In a new report, Good Pensions: Introducing Social Pension Funds to the UK, published today, BSC and the think tank the Social Market Foundation argue that introducing them would provide much-needed investment for charities and social enterprises, particularly in areas such as social housing, rehabilitation and the environment.
The paper says the UK could establish an equivalent to France’s Solidarity Investment Fund, which invests 90 per cent of employees’ savings in traditional investments such as listed companies and the remaining 10 per cent in social investments. The fund, which was launched in 2001, has more than a million investors and assets worth £3.4bn.
A spokesman for BSC told Third Sector that if social pension funds were strongly promoted over the next decade, more than 10,000 people could be paying into the funds by 2020, which could generate "hundreds of millions of pounds" for charities and social enterprises by 2025.

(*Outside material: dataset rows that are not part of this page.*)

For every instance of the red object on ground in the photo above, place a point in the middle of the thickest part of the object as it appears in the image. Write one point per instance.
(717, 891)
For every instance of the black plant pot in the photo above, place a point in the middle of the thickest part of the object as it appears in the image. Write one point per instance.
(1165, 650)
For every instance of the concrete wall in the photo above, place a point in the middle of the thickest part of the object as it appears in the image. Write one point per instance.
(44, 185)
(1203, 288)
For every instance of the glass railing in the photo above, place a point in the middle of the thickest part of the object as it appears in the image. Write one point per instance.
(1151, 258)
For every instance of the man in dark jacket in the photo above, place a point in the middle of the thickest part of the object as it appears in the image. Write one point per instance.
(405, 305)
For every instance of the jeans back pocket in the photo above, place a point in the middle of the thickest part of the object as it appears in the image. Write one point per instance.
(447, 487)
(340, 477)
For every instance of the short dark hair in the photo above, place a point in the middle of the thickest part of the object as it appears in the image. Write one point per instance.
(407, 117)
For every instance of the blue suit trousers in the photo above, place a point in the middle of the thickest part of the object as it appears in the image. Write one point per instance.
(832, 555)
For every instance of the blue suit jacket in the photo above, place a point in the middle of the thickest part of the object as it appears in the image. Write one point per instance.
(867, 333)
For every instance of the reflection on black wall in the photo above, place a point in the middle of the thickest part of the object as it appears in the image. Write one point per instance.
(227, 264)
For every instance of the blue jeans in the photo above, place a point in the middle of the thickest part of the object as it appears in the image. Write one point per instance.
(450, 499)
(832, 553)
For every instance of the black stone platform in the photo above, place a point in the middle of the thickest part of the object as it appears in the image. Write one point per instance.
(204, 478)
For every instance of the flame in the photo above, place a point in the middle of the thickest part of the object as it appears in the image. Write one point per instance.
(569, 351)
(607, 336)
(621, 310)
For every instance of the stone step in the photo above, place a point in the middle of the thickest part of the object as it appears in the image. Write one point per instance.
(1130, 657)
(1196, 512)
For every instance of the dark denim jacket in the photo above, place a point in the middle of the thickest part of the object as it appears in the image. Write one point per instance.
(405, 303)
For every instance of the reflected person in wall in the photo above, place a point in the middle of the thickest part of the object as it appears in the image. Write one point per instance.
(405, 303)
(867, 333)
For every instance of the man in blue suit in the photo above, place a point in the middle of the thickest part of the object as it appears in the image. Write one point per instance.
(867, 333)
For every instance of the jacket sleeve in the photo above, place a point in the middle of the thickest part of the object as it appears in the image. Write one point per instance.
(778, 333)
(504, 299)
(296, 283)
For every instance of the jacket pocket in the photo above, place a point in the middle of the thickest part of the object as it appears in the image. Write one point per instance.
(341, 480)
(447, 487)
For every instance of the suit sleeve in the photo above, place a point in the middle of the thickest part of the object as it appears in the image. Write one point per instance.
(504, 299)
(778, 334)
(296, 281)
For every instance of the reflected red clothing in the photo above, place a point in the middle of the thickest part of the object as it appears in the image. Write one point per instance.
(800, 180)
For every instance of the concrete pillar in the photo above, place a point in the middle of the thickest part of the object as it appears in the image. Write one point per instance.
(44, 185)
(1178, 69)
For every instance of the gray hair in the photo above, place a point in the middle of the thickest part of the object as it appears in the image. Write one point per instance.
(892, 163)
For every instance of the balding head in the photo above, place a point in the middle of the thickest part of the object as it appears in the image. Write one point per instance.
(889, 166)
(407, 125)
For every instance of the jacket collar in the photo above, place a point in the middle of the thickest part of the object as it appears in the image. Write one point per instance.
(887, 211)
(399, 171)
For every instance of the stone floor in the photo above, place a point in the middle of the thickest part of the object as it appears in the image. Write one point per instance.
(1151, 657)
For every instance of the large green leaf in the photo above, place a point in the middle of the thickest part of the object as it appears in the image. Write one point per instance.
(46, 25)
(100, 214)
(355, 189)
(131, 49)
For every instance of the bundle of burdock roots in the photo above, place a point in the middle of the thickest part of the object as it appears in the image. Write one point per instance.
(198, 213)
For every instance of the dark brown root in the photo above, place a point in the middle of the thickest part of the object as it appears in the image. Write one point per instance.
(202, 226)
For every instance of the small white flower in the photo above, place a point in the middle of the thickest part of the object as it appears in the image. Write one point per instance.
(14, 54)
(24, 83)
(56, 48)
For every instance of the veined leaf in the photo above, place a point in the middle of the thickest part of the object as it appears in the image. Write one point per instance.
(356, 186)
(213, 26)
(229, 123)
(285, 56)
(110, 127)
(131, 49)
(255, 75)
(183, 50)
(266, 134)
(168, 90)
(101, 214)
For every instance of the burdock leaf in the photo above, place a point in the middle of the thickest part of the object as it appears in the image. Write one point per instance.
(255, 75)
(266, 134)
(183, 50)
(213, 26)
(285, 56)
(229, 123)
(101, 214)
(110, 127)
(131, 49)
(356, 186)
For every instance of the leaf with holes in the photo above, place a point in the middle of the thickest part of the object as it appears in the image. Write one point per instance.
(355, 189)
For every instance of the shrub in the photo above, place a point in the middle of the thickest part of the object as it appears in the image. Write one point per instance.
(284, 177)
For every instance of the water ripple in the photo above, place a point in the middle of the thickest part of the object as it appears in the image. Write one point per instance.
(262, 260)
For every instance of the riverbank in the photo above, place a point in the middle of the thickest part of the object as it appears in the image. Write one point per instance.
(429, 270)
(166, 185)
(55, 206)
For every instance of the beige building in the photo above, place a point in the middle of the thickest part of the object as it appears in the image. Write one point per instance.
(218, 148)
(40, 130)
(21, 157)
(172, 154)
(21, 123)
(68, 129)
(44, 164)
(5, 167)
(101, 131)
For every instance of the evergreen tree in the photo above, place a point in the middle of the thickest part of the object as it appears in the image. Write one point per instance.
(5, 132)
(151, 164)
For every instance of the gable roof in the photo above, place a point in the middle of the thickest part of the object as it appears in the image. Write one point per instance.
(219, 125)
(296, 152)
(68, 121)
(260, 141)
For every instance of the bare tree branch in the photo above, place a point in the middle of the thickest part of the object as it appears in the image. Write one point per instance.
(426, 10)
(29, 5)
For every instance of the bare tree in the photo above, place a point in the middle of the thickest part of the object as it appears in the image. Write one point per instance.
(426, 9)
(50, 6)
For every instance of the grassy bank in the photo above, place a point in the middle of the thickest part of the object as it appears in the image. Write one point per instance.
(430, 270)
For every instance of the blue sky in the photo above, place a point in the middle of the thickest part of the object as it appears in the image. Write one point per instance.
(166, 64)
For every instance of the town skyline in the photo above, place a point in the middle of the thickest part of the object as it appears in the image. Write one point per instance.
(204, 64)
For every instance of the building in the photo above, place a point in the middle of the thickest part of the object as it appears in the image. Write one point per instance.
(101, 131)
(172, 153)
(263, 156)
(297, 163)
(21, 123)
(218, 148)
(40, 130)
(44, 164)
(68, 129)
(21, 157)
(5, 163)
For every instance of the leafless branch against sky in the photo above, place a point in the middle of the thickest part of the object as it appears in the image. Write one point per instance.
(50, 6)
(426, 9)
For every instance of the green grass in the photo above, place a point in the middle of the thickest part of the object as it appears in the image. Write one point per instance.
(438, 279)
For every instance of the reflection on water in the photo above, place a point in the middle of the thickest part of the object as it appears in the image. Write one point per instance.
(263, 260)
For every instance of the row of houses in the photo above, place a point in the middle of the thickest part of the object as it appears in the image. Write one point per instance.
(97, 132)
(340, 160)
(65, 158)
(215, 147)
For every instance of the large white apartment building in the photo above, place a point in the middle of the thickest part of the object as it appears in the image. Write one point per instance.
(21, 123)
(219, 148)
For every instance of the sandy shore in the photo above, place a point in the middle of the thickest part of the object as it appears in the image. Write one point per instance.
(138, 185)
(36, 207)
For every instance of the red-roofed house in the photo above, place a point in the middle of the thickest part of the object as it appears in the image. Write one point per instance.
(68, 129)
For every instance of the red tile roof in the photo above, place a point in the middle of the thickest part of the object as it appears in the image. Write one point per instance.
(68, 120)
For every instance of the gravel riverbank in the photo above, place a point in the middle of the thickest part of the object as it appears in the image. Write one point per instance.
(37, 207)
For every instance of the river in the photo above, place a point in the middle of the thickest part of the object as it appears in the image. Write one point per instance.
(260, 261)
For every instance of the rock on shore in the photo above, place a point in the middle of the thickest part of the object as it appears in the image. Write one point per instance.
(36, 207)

The report says the scale of potential social investment from pension funds is "huge" because there will be an estimated 16 million savers by 2020 and up to £600bn invested in defined-contribution pension schemes by 2030.
It says that investment firms could develop the funds and the government could promote them through regulation – for example, by making it mandatory for employers to offer social pension funds to staff paying into defined-contribution schemes.
The report cites a survey by the Defined Contribution Investment Forum, which found that many savers, especially younger employees, were concerned about the social and environmental effects of their pension investments, as well as their financial performance. Forty-four per cent said they would prefer their employers to choose pension providers that invested in social funds even if this meant they would achieve lower returns on their investments.
Nigel Keohane, author of the report and research director at the Social Market Foundation, said: "Pension funds comprise huge reservoirs of capital. Putting these to productive use within the social sector has never been more important, given further reductions in government funding. But with people increasingly wanting to see positive social as well as financial returns, this could also be a route to encouraging people to save and creating the savings culture that the Chancellor has called for."